In 2020, Jia et al. used iTRAQ-based analysis to identify serum proteins, viz., double-strand break repair protein (RAD50), transforming growth factor-beta (TGF-β1), and apoptotic protease activating factor 1 (APAF1), all of which could serve as diagnostic biomarkers of PDA.
Likewise, Wu et al. used iTRAQ with MS to identify three other biomarkers for PDA, Protein Z (PROZ), TNF Receptor Superfamily Member 6b (TNFRSF6B), which together provided an area under the curve (AUC) of 0.932 for early-stage pancreatic cancer.
The role of tumor tissue samples is crucial in pancreatic cancer research as they help study the molecular changes in the cancerous cells, e.g., genetic mutations.
Other biological samples for pancreatic cancer research are peripheral blood mononuclear cells (PBMCs), serum and plasma samples, and pancreatic juice. PBMCs provide valuable information about the systemic changes in response to cancer, e.g., cytokine expression level and transcriptome changes.

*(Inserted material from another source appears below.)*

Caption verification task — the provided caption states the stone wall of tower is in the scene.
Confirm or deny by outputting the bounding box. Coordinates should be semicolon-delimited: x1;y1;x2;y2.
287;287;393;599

Compared to other diagnostic methods, pancreatic juice is a non-invasive mode of studying the pancreas using proteomics. It could help get valuable data on the early stages of pancreatic cancer, which is often asymptomatic during early stages and tedious to detect, and monitor cancer progression and treatment efficacy.
Furthermore, extracellular vesicles (EVs) contribute to the initialization of cellular transformation in pancreatic cancerous cells, as assessed by the proteomic analysis of EVs from cancerous and healthy pancreatic organoids.
In a 2021 study, researchers used iTRAQ to identify ALG-2 interacting protein X (ALIX) as a new diagnostic biomarker for pancreatic cancer.
Likewise, researchers found epidermal growth factor receptor pathway substrate 8 (EPS8) and G protein-coupled receptor class C group 5 member C (GPRC5C) in EVs from the serum of PDAC patients, which could serve as early detection and recurrence biomarkers.
Kafita et al. performed proteogenomic analyses of pancreatic cancer subtypes and found subtype-1 and subtype-2 tumors. They also identified protein kinases and immune checkpoint molecules as therapeutic targets through their work.
Subtype-1 tumors showed increased expression levels of mammalian targets of rapamycin (mTOR), E-Cadherin, and Raf-1 phosphorylation on serine 338. Conversely, subtype-2 tumors showed increased expression of Stathmin, meiotic recombination 11 (Mre11), and mitogen-activated protein kinase kinase 1 (MAP2K1).
Silwal-Pandit et al. used LC-MS to highlight the importance of the extracellular matrix (ECM) as a prognostic biomarker in pancreatic cancer patients.
Conclusions
Continuous investments and innovation in the multi-faceted domain of proteomics-driven oncology research would unleash its full potential in the future.
Thus, there is a need for multicenter studies to accumulate data from a vast number of patients and capture data from cancer patients across varied demographics, countries, and healthcare systems. Most importantly, the larger the study size, the greater its statistical reliability.
Overall, cooperation and shared learning among researchers could accelerate the pace of innovations in the fast-growing area of pancreatic oncology research via proteomics and the comprehension of pancreatic cancer biology.